BUSH’S WAR WOULD BE AT HOME
Frank Rich
columnist, New York Times
When President Bush returned from Crawford to Washington in September 2001, his poll numbers were mediocre, his one burning ideological mission had already been accomplished (tax cuts), and his administration’s policy cupboard was bare except for Social Security privatization (a nonstarter with Democrats) and vague notions of immigration reform (a nonstarter with House Republicans). Without 9/11 to fill the vacuum of his slacker’s presidency, we’d likely have seen a fast-tracking of the scandal foretold by the Tom DeLay K Street project and an earlier and bloodier culture war: Karl Rove could focus his undivided attention on satisfying his base’s hunger for decisive action against abortion, stem-cell research, contraception, and gay people. (Whether indecency would have been on this agenda depends on the answer to another of history’s great what-if questions: What if Janet Jackson had not had a wardrobe malfunction during the Super Bowl?) Without 9/11, there would have been no rationale for ginning up hysteria about imminent mushroom clouds emanating from Baghdad and hence no way to pivot to a gratuitous war in Iraq.

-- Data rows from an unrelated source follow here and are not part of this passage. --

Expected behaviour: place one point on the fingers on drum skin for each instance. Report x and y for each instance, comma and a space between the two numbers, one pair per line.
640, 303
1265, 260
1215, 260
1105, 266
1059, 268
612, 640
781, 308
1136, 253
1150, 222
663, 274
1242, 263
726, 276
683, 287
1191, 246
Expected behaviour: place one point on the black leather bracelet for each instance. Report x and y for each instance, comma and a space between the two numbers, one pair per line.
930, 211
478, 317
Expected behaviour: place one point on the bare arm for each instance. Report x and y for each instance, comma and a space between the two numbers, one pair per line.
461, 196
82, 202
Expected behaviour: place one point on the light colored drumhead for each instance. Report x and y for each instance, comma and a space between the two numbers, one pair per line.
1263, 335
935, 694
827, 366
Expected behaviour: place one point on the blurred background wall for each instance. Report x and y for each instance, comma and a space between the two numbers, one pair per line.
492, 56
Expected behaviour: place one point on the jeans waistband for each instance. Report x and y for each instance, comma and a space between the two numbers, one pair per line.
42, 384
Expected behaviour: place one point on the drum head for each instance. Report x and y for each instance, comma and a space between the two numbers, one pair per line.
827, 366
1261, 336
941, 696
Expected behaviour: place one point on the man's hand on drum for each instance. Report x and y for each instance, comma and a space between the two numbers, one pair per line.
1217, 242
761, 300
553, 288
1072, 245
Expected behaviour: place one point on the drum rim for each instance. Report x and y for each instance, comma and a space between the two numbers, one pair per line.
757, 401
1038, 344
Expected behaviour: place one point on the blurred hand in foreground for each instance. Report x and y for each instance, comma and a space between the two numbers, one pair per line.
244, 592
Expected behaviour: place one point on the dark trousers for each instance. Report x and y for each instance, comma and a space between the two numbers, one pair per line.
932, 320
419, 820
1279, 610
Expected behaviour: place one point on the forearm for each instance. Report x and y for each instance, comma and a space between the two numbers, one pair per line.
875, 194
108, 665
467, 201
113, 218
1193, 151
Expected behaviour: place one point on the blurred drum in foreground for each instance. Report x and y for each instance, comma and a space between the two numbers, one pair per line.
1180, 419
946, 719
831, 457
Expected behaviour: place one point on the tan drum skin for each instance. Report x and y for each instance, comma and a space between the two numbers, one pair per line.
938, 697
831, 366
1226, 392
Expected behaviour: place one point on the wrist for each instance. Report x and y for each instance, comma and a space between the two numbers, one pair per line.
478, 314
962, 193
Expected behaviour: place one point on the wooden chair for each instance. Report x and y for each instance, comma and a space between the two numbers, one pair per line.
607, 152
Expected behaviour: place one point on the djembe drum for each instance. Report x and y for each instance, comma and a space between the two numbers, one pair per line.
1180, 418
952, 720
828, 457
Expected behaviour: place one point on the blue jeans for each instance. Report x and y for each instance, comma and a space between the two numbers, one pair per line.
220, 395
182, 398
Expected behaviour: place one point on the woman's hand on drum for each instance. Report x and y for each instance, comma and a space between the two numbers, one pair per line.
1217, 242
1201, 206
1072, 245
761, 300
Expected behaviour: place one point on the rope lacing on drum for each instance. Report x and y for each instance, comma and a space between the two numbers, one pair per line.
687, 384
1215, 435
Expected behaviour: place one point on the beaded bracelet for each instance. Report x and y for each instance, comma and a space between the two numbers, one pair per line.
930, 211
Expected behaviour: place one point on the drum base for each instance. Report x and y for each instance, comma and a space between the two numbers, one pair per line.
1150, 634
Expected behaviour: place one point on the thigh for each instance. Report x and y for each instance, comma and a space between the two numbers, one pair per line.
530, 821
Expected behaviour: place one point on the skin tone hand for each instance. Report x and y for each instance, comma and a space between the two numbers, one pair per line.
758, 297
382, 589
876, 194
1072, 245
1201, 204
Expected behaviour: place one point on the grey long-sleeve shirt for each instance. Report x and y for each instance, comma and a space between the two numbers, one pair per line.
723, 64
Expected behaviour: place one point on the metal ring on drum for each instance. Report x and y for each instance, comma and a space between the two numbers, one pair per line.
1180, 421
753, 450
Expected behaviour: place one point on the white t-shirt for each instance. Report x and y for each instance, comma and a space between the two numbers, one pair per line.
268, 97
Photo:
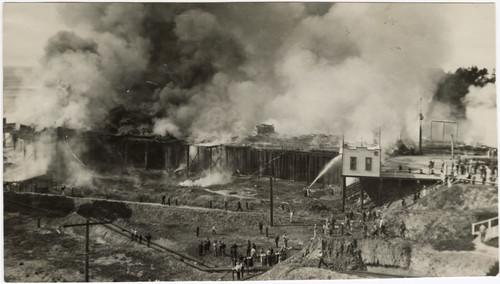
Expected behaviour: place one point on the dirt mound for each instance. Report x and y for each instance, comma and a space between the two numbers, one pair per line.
460, 197
296, 272
432, 263
392, 252
445, 214
101, 209
25, 203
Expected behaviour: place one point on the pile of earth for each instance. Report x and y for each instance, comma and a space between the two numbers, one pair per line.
444, 214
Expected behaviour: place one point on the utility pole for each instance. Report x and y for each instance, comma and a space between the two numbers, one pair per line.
187, 161
421, 117
271, 199
87, 237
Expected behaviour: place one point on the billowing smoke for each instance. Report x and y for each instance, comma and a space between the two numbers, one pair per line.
210, 72
468, 97
28, 162
213, 177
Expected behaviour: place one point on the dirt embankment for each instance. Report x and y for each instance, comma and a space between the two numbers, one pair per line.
444, 214
391, 252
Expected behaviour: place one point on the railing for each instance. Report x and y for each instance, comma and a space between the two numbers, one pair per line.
488, 224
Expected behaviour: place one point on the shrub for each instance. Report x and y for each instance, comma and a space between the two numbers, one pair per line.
492, 242
454, 245
493, 270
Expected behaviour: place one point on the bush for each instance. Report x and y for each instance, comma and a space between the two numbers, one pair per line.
454, 245
493, 270
492, 242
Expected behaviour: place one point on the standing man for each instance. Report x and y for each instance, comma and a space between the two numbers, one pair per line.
148, 239
321, 260
402, 229
200, 248
482, 231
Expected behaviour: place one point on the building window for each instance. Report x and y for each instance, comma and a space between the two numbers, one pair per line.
368, 164
353, 163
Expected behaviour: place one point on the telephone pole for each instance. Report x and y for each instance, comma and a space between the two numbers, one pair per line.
87, 237
421, 117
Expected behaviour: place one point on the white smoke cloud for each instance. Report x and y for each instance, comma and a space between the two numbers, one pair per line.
481, 123
209, 178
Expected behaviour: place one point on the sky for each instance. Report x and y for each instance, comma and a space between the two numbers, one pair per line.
472, 33
209, 72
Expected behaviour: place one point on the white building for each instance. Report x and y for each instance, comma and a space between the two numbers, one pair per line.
361, 162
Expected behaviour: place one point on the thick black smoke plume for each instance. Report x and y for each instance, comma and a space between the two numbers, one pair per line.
212, 71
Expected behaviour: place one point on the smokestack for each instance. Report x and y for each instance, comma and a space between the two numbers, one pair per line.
421, 117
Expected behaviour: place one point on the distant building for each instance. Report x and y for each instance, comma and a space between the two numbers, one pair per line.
361, 162
264, 129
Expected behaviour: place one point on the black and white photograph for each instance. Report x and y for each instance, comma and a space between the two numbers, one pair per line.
235, 141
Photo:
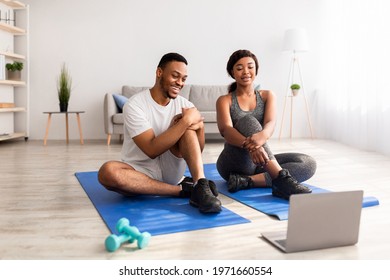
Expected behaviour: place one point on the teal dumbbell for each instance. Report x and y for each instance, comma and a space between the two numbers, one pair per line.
128, 233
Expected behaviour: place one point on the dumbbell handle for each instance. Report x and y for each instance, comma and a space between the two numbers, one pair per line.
130, 230
113, 242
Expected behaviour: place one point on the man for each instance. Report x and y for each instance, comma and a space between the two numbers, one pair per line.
163, 133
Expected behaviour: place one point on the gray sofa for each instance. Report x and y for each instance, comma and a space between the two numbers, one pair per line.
203, 97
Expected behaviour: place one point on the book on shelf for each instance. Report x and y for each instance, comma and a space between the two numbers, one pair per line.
7, 105
2, 67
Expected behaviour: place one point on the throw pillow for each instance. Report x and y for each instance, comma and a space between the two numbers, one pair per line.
120, 101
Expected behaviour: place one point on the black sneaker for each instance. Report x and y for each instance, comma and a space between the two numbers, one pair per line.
285, 185
239, 182
187, 186
203, 198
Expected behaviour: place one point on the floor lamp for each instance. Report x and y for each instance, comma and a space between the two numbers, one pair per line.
295, 40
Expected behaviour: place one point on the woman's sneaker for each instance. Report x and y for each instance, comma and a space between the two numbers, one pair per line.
203, 198
239, 182
285, 185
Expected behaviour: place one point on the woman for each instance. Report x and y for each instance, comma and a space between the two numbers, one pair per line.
246, 119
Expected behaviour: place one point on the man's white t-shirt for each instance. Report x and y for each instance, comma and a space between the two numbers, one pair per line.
141, 113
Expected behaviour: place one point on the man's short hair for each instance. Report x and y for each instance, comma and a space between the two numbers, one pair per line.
169, 57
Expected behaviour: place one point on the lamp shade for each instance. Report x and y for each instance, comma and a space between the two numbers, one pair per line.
295, 40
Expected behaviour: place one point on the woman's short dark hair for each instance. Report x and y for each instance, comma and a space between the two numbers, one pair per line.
169, 57
236, 56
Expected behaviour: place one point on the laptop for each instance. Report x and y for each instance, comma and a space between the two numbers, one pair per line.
319, 221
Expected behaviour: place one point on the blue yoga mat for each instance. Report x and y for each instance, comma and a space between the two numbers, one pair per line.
154, 214
262, 199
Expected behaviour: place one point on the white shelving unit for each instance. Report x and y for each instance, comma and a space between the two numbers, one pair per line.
14, 46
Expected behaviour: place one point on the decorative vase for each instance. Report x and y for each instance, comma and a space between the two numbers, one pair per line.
63, 107
14, 75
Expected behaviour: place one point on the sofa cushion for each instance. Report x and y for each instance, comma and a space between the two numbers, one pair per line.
120, 101
129, 91
117, 118
205, 97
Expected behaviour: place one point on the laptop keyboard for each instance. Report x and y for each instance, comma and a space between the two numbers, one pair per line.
281, 242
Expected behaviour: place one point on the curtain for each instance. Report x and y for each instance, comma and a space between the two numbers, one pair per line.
353, 102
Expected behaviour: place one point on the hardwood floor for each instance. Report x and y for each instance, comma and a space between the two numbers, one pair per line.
45, 214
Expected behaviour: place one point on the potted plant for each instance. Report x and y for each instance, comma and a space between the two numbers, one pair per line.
295, 89
64, 88
14, 70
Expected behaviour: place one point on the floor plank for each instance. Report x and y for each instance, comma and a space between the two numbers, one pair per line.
45, 214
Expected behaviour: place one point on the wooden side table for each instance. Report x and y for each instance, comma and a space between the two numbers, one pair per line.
66, 124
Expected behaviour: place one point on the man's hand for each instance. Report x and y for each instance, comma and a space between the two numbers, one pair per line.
192, 116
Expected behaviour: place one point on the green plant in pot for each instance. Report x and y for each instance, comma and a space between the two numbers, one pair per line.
295, 89
14, 70
64, 88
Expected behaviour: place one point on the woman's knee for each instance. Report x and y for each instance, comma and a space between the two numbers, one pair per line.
248, 125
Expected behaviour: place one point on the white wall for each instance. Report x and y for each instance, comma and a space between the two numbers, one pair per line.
107, 44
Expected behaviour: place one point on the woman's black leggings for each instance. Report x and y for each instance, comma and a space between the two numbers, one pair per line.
236, 160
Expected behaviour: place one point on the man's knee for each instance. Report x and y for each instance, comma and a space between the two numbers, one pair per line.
106, 174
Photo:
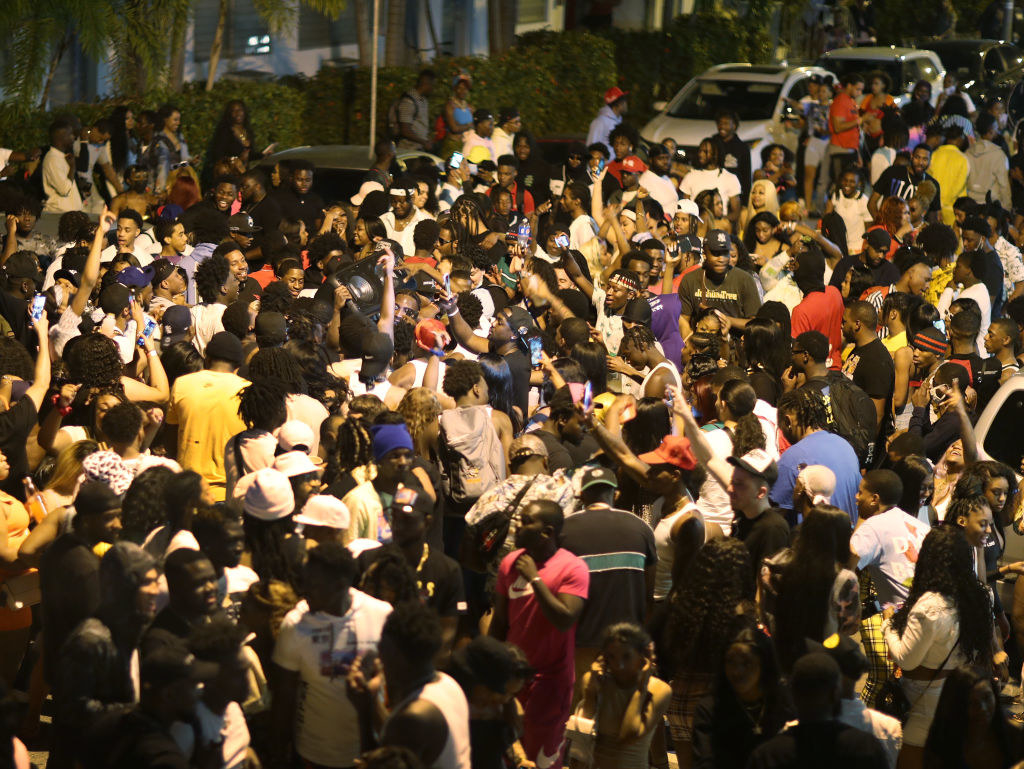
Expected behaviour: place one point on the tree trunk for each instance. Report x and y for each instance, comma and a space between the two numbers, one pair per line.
54, 62
494, 28
363, 31
394, 42
176, 75
218, 39
509, 11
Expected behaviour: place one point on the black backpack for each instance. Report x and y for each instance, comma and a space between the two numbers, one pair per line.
851, 414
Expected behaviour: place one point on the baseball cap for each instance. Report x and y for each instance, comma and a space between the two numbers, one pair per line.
71, 275
377, 351
295, 434
688, 207
171, 663
633, 164
266, 495
526, 445
758, 463
136, 278
878, 239
175, 325
366, 188
931, 339
295, 463
638, 310
242, 223
22, 264
717, 242
675, 450
613, 94
325, 510
598, 476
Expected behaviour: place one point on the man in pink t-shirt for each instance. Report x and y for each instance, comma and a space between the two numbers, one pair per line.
539, 597
821, 307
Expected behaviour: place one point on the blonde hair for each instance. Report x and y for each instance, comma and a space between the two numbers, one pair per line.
68, 468
771, 199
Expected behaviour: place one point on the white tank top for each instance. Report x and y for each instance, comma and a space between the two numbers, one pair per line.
669, 368
448, 697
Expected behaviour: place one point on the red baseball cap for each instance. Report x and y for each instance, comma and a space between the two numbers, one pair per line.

Besides, Bush had come to office pledged to a “humble” (i.e., minimalist Bush 41) foreign policy and opposed to nation building. Grand neocon delusions would have remained dormant as Rumsfeld instead busied himself on his grandiose schemes for remaking the Pentagon, not the Middle East.
Since the Republicans would have had no fear card to play in the 2004 election, the Democrats, having won the popular vote in 2000, would have won it again, this time benefiting from a backlash against the religious right’s overreach, even if they had neither better ideas nor candidates than the opposition. Once in office, might they too have ignored an intelligence briefing titled “Bin Laden Determined to Strike in U.S.”? Maybe, but once the inevitable attack came, they too would have won the war in Afghanistan—and, not being tied down in Iraq, maybe they would have made sure it stayed won rather than let the Taliban regroup in the ensuing years.
The broader culture would have gone its own way, 9/11 or no 9/11—progressing effortlessly from the obsessions of Gary Condit and Survivor in summer ’01 to Brangelina and American Idol in ’06. The Oliver Stone project of August ’06, however, would not be World Trade Center, but, with exquisite timing, Fidel. Mel Gibson, having uncovered no “Jewish” wars to trigger his career self-immolation, would be the obvious choice to star. He would quickly sign on once Stone indicated his intention to make the movie in subtitled Spanish.